Greece….yes I grew up there and then when I left it was like I had never existed there or anywhere. I missed my friends I had there. I missed everything about it. And when I left I didn’t have contact with anyone. They all just disappeared in my life. This was before Facebook. It was before cell phones. It was before I was an adult and had a say about any aspect of my life. I mourned for years. I mourned the girl that ceased to exist and I mourned my life there and most of all I mourned my friends. Literally for several years I would cry myself to sleep as I listened to my UFO cassette in my dual cassette player (which at the time was state of the art).
A few years ago Facebook came into my life and with it many of my friends from Greece. I was elated and thrilled to know everyone remembered me. I didn’t disappear. I had continued to exist in the mind and memories of all my friends I left behind. These friends were grown, married, educated and had children of their own. Life went on but I was never forgotten.
But there are still a few out there that I wonder….where are they? Are they well? Are they happy? Do I live in their memories as they have continued to thrive in mine?
Yesterday as I looked over the guest registry I saw a name Mattson. Immediately I thought of one of those dear friends I had no way of finding or contacting. His name was Derek Mattson and we were part of a group as kids often are. I looked back on him with fondness because he was one of those really nice guys and he and I would talk and laugh for hours.
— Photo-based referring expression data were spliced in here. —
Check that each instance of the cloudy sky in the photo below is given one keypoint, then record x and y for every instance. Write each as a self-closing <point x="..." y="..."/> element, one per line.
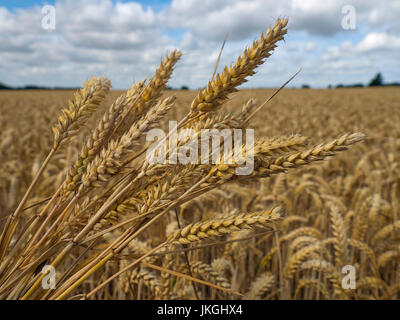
<point x="124" y="40"/>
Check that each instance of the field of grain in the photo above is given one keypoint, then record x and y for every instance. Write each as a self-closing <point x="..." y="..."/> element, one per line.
<point x="324" y="194"/>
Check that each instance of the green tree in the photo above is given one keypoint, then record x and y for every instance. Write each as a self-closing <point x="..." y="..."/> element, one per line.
<point x="377" y="80"/>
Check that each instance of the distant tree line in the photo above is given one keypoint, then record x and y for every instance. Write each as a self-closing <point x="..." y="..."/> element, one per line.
<point x="376" y="81"/>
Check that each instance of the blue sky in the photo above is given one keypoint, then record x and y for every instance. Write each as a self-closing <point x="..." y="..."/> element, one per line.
<point x="125" y="40"/>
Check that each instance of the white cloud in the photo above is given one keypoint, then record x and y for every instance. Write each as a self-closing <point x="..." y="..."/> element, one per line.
<point x="125" y="41"/>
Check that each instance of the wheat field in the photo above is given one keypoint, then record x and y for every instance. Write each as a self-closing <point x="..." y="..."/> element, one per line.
<point x="324" y="193"/>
The guest came down to talk about his check out and when he took off his hat I knew it was my friend. I hesitated and watched him walk out to ski. I told my coworkers and my husband and then I knew I had some old pictures on my Facebook page so I brought them up. Upon looking at the pictures I was certain but still I hesitated. I then asked my husband to look at them and he immediately laughed and said…”Oh yes…that is him”.
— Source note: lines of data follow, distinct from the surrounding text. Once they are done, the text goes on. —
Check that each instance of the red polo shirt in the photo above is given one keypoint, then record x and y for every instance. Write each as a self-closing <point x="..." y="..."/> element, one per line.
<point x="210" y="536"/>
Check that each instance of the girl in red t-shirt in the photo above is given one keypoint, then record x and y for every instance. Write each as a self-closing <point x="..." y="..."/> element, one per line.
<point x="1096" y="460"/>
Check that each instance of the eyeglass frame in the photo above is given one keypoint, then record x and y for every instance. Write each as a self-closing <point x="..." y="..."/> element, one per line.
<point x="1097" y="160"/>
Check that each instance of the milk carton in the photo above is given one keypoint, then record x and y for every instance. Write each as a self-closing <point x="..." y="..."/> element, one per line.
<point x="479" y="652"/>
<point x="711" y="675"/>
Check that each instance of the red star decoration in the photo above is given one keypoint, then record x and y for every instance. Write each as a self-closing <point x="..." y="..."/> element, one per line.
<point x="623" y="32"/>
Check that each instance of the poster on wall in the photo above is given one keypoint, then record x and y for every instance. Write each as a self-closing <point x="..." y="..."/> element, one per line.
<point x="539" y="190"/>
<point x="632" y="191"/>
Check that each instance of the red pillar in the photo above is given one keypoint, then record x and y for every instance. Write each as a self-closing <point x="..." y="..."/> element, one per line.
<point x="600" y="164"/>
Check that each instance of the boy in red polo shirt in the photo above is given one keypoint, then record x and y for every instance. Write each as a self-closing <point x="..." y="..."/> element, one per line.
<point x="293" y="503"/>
What are the odds? Of all places to find each other!! So I waited on pins and needles for he and his girlfriend to come back from skiing and finally he walked in. As I handed him his key I asked him if he had ever lived in Greece. He then looked at me intensely while he stammered over a yes and then he smiled. He remembered. He remembered me.
If the only reason I am working here at this hotel was to run into Derek then I am satisfied and confident I needed to be here doing exactly what I am doing. There are no accidents. I thank the Universe for putting me right here no matter how much I kicked and screamed.
Synchronicity is indeed a funny thing. But this single event has reinforced what I have been trying to understand for a while now. Yes…we have free will…and sometimes it works out and sometimes not so much. Intuition though…that is your road map. If you just listen to that voice inside even if you don’t want to things work out exactly how they should and often time it is magical.
We did not have much time but I hope to see him in April when I go for my end of school year retreat. We have so much to catch up on.
I got pictures of he and I and was so excited to post them on Facebook to put a shout out to other friends so they could see who I ran into. As I was trying to upload them onto Facebook all of a sudden my phone went berserk and has not stopped since. If I am to pay attention to my intuition it is telling me there is absolutely a reason for this. I have a few ideas but nothing I feel like sharing. So I have to accept this situation for now while I try to fix my phone or figure out how to save the pictures and contacts on it.
I finally got the pictures:
Now if I could just find the McCarthy’s I will be satisfied I have found everyone….or at least close enough.